The next minute we were stumbling down the steep bank, clattering and splashing over the crossing, and struggling up the opposite bank to the level. The mare, as I told you, was an old racer, but broken-winded-she must have run without wind after the first half-mile. She had the old racing instinct in her strong, and whenever I rode in company I'd have to pull her hard else she'd race the other horse or burst. She ran low fore and aft, and was the easiest horse I ever rode. She ran like wheels on rails, with a bit of a tremble now and then-like a railway carriage-when she settled down to it.
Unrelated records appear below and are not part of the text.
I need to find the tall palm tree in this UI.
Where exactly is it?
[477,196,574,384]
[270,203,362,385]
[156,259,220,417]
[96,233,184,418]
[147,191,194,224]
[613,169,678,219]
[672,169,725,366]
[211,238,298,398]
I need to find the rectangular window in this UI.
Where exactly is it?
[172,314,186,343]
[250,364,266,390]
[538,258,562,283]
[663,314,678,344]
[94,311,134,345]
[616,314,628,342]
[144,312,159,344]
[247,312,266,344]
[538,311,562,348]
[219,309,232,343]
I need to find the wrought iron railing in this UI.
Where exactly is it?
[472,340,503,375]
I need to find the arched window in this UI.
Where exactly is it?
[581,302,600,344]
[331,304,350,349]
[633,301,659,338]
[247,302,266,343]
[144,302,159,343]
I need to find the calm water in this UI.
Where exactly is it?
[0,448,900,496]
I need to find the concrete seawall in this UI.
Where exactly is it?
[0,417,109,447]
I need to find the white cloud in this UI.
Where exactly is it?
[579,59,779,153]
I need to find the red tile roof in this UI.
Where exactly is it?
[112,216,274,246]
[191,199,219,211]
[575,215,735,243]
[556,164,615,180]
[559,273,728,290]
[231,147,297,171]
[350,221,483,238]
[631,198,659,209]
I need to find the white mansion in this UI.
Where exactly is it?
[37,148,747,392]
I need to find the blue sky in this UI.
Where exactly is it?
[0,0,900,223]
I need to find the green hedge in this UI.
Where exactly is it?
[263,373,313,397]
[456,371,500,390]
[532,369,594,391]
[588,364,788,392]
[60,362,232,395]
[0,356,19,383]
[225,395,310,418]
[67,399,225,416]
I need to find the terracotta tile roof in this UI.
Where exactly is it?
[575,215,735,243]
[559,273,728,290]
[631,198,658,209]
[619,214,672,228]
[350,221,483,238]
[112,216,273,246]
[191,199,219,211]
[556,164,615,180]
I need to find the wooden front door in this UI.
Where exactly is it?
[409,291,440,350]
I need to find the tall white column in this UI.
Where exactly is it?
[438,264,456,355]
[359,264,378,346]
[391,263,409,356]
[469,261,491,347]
The chaff-bag had slipped off, in the creek I suppose, and I let the bridle-rein go and held Jim up to me like a baby the whole way. Let the strongest man, who isn't used to it, hold a baby in one position for five minutes-and Jim was fairly heavy. But I never felt the ache in my arms that night-it must have gone before I was in a fit state of mind to feel it. And at home I'd often growled about being asked to hold the baby for a few minutes. I could never brood comfortably and nurse a baby at the same time. It was a ghostly moonlight night. There's no timber in the world so ghostly as the Australian Bush in moonlight-or just about daybreak. The all-shaped patches of moonlight falling between ragged, twisted boughs; the ghostly blue-white bark of the "white-box" trees; a dead naked white ring-barked tree, or dead white stump starting out here and there, and the ragged patches of shade and light on the road that made anything, from the shape of a spotted bullock to a naked corpse laid out, stark. Roads and tracks through the Bush made by moonlight-every one seeming straighter and clearer than the real one: you have to trust to your horse then. Sometimes the naked white trunk of a red stringy-bark tree, where a sheet of bark had been taken off, would start out like a ghost from the dark Bush. And dew or frost glistening on these things, according to the season. Now and again a great grey kangaroo, that had been feeding on a green patch down by the road, would start with a "thump-thump", and away up the siding.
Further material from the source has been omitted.